Task lists. What are the next steps that need to be done, focus on them, and cross them off the list.
Depending on your situation if you have a specific caseload, write 3-5 tasks for each case go through them (Alphabetically) and complete all of them in the month.
My first job I had 120+ cases of my own and I did this. It moved all cases along smoothly, was productive, and cut down my stress from not feeling like I did enough
I am so with you having exact same struggle 😣 waking up even on Monday mornings absolutely exhausted. It’s easy to know it’s unsustainable but to be resistant to new work and partner requests is so difficult!
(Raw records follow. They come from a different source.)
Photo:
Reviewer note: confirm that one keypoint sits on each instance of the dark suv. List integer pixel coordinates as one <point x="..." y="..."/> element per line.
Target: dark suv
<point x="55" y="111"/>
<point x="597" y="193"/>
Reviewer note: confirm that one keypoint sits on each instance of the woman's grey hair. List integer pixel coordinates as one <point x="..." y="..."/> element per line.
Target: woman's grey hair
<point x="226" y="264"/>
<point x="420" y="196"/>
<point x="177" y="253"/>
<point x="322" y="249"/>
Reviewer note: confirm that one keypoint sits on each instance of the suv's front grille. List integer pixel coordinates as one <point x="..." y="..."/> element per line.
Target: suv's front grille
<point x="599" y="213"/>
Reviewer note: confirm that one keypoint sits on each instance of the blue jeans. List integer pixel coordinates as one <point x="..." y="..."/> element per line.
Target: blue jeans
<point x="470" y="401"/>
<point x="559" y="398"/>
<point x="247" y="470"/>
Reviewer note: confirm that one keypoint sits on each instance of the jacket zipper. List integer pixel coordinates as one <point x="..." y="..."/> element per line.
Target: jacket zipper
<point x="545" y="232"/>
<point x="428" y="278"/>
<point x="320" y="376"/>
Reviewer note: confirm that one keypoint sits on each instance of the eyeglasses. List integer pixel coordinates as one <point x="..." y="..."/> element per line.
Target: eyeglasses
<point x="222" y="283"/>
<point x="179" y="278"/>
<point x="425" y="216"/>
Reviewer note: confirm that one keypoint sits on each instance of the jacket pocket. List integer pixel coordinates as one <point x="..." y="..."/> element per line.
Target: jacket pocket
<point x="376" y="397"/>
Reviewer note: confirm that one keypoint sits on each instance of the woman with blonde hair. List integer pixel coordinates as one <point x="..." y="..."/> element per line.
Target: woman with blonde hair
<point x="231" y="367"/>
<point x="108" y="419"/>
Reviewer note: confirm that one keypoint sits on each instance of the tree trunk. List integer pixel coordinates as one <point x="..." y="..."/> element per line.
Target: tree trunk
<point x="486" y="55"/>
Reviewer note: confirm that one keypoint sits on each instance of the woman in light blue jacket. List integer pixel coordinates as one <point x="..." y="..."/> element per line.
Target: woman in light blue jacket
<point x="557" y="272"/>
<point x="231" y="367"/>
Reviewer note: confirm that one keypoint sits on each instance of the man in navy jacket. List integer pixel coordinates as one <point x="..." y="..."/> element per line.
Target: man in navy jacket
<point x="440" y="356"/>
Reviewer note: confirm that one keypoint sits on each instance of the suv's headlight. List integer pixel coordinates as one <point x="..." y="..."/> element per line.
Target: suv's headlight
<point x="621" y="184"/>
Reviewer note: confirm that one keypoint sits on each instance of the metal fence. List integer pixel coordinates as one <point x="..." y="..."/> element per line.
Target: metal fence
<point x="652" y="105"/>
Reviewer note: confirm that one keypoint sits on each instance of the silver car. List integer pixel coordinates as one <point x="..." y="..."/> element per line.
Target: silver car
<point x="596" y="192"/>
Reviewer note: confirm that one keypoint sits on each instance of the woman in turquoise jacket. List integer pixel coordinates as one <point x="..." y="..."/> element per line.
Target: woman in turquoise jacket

Yup. Everyday, weekends, last minute situations and getting yelled at it was toxic. I realized all that stress, I was not really learning, constant ridicule, it was getting depressing. I started looking and interviewing. I left that crazy lol. At least I can laugh about it now.
Chief
You need to keep the big picture in mind. This is ain’t the 40 yard dash, it’s an ultramarathon that lasts not years but a series of grueling decades. Remember you have an internal physical and mental battery that needs to be recharged and sometimes reset or it will die. Burnout is a big reason why half the profession leaves their law firms after that 10 year mark. They hit zero barrier and need to leave for their own sanity. The ones who last and thrive typically are not the perfectionists or those who grind out 2500 hours a year. They are the ones who do good work efficiently, consistently hit their billable target, play their cards right, protect their rep and, by far most importantly - bring in business. You need to be well rounded and competent, consistent, dependable and likeable. Unfortunately some of the type A traits that make us thorough and effective litigators can also be huge drawbacks. I try to balance it all as best I can. After 10 years it’s still a struggle.
There will always be more work. Always more cases. Always more string cites you could have included. Always more questions you could have asked or more objections you could have raised. Try not to get bogged down in the minutiae. Just keep chugging and set your boundaries.